On his wish list for a TMO, Pichler said, is the desire for scientists to deliver data in RDF format as they publish, "so we don't have to reinterpret their data." As he and his colleagues go through these steps of ontology development, involving scientists in this way would "make life so much easier," and would better reflect what researchers themselves mean.
Another facet of his wish list is a "super-duper mega-mapper," which could help plug holes he sees in some resources. For example, he said that the NCBO BioPortal's resources and the Unified Medical Language System do not explain how the mapping between terms is done. Pichler said that this information would be helpful to record relevant provenance data as mapping moves forward.
Pichler said he would also like to see federated queries be enabled with "access policy mediation." For example, because it is "very hard" to gain access to clinical data, researchers could assist TMO developers by working to develop policy and regulate access to the data.
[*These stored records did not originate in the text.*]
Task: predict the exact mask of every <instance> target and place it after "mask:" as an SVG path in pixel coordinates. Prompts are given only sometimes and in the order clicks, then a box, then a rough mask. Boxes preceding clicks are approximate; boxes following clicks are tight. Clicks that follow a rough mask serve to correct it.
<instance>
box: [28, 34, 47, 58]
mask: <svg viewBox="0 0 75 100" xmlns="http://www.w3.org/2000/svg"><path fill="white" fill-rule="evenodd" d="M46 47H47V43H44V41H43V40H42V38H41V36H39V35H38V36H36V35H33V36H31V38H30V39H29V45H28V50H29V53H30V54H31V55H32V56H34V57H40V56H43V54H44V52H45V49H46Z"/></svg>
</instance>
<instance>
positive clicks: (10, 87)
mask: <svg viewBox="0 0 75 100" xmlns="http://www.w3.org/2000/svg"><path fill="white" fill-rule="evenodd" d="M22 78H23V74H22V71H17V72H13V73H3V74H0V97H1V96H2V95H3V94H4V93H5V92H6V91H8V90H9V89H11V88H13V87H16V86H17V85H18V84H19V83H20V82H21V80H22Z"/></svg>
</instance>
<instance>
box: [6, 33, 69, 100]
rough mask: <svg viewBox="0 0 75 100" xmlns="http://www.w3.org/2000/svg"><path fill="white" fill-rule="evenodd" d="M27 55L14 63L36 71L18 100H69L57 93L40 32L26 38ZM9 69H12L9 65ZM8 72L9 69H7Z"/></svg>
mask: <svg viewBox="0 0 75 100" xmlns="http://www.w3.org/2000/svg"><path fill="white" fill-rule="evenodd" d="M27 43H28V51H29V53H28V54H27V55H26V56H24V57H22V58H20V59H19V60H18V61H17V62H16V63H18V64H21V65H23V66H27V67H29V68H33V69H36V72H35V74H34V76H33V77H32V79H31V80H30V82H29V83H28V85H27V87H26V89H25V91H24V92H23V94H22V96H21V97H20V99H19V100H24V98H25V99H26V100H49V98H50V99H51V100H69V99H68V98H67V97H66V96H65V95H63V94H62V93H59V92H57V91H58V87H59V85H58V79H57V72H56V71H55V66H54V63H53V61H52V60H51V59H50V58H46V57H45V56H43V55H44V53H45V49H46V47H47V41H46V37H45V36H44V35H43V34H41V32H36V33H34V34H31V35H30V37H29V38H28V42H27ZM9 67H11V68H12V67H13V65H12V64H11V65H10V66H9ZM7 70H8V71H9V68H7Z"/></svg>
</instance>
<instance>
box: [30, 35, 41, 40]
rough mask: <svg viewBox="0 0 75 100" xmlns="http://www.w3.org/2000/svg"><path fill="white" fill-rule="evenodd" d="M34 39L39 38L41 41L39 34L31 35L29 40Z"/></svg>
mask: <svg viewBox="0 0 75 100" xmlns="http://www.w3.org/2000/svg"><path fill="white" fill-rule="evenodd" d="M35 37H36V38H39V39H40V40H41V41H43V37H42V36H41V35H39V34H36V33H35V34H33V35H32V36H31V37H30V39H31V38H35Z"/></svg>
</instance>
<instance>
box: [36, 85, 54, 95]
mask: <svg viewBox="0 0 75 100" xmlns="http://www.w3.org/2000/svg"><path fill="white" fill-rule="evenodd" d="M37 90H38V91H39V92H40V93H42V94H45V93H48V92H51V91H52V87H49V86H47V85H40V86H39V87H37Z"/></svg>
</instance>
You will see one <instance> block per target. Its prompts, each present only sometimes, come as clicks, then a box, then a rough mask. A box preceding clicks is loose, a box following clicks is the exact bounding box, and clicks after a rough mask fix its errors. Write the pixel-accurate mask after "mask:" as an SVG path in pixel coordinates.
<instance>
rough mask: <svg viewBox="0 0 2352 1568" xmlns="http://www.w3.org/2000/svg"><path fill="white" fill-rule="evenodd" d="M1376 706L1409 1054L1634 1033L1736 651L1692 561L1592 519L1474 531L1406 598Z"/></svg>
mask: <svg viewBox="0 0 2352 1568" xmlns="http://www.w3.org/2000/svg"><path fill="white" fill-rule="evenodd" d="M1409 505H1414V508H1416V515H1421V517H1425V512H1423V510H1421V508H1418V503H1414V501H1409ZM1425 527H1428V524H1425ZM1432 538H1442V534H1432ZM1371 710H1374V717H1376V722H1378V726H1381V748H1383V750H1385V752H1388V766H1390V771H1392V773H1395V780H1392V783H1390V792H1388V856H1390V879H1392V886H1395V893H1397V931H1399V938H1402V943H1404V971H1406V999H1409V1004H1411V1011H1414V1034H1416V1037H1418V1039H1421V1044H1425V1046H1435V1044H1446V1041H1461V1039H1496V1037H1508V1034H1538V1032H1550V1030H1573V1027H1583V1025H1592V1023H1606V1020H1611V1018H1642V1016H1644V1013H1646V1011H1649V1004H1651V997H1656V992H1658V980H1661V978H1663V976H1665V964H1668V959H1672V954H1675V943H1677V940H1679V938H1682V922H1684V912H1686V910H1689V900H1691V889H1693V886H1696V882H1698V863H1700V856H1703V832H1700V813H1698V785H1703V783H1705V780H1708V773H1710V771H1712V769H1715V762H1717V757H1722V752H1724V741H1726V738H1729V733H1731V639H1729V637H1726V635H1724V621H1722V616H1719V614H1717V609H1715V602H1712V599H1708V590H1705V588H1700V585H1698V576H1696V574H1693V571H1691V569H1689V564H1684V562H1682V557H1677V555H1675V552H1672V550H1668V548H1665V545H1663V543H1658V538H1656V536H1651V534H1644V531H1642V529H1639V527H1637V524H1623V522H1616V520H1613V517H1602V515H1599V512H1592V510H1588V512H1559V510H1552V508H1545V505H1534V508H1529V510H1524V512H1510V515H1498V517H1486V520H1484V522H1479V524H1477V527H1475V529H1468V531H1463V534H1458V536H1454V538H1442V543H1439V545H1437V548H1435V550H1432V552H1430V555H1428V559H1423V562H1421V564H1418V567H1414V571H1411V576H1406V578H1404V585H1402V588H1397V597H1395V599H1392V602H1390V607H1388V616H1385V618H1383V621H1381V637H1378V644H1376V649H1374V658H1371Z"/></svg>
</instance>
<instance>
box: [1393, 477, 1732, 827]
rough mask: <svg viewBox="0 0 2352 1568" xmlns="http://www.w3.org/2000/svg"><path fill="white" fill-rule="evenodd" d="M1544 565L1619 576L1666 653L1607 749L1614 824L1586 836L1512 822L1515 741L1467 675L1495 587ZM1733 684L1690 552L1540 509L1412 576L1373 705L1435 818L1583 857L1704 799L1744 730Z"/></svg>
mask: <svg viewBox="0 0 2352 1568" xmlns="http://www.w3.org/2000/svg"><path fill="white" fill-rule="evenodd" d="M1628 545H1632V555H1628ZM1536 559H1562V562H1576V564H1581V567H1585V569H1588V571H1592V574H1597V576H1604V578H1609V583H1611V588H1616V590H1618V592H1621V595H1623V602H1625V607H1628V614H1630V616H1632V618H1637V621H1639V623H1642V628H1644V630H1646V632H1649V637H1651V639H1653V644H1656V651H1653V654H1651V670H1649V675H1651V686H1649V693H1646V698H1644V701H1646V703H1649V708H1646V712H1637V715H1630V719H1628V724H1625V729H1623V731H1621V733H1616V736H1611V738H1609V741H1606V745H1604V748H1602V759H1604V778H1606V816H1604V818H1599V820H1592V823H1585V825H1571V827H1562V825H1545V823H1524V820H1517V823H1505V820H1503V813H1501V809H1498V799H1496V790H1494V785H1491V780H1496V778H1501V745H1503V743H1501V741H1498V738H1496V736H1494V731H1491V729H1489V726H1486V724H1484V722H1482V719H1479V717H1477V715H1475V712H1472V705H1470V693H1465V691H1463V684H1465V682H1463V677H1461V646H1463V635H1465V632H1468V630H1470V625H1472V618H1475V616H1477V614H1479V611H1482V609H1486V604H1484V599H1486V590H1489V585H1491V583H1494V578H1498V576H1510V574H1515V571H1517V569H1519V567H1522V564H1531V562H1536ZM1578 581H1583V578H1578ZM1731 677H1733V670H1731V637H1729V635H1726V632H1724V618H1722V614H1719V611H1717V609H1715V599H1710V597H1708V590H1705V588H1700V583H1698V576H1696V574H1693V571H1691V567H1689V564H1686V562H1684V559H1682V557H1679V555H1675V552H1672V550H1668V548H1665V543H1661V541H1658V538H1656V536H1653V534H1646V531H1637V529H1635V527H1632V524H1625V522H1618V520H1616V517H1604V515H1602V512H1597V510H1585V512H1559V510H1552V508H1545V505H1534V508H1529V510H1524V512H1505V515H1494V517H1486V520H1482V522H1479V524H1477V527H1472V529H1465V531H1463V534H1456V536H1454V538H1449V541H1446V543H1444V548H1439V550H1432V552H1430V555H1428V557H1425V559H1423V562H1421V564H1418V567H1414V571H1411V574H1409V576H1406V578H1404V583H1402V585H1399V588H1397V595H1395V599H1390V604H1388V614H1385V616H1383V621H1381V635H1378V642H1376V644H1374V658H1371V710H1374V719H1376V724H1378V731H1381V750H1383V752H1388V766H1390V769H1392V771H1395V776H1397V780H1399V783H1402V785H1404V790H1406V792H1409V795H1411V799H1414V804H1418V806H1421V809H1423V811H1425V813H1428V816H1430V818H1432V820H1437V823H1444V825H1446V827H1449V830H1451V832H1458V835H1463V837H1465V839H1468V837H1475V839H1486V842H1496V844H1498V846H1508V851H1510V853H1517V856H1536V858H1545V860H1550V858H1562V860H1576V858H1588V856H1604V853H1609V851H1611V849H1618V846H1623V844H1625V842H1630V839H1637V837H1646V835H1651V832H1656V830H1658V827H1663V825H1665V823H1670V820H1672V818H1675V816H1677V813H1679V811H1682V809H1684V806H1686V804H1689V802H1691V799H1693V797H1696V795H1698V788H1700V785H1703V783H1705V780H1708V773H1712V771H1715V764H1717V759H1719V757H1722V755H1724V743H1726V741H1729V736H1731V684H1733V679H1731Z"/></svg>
Stephens said that pharma's growing interest in translational medicine is driving it to look toward the semantic web and the TMO. "That really involves being aware of data sources from different parts of the business from different industries and [the need to] connect them together," she said.
As pharma becomes more networked and collaborative, so too must there be easier access to data and facilitated ways to analyze and mine it. The TMO is intended to address this problem by avoiding current communication gaps, she said.
Another project related to ontologies underway in the W3C HCLSIG addresses collaborations between pharma and external collaborators involving compound information. This effort is still "at a very early stage," Stephens said.
Currently, Stephens noted, "there is not a standard way" to represent compound data. While there is CheEBI for small molecules "we have also have a lot of large molecules," she said.
Furthermore, while ChEBI has information about structures, "it doesn't have as much information about the structure-activity relationships as we would like it to have, or toxicity information, or information about how easy it would be to scale up production of that compound," Stephens said.
Stephens said that the working group is currently exploring the feasibility of such a project, which "would use an ontology as the schema."
Semantic technologies, which make it possible to separate the data from the schema, should make it easier to extend that ontology internally for a company. "We might not want to tell the whole world that we are interested in capturing certain sorts of types of data when we participate in a collaboration," Stephens said. "So we could have our own proprietary extensions to an ontology more easily than we could have our own proprietary extensions to a relational schema, which isn't that easy for sharing."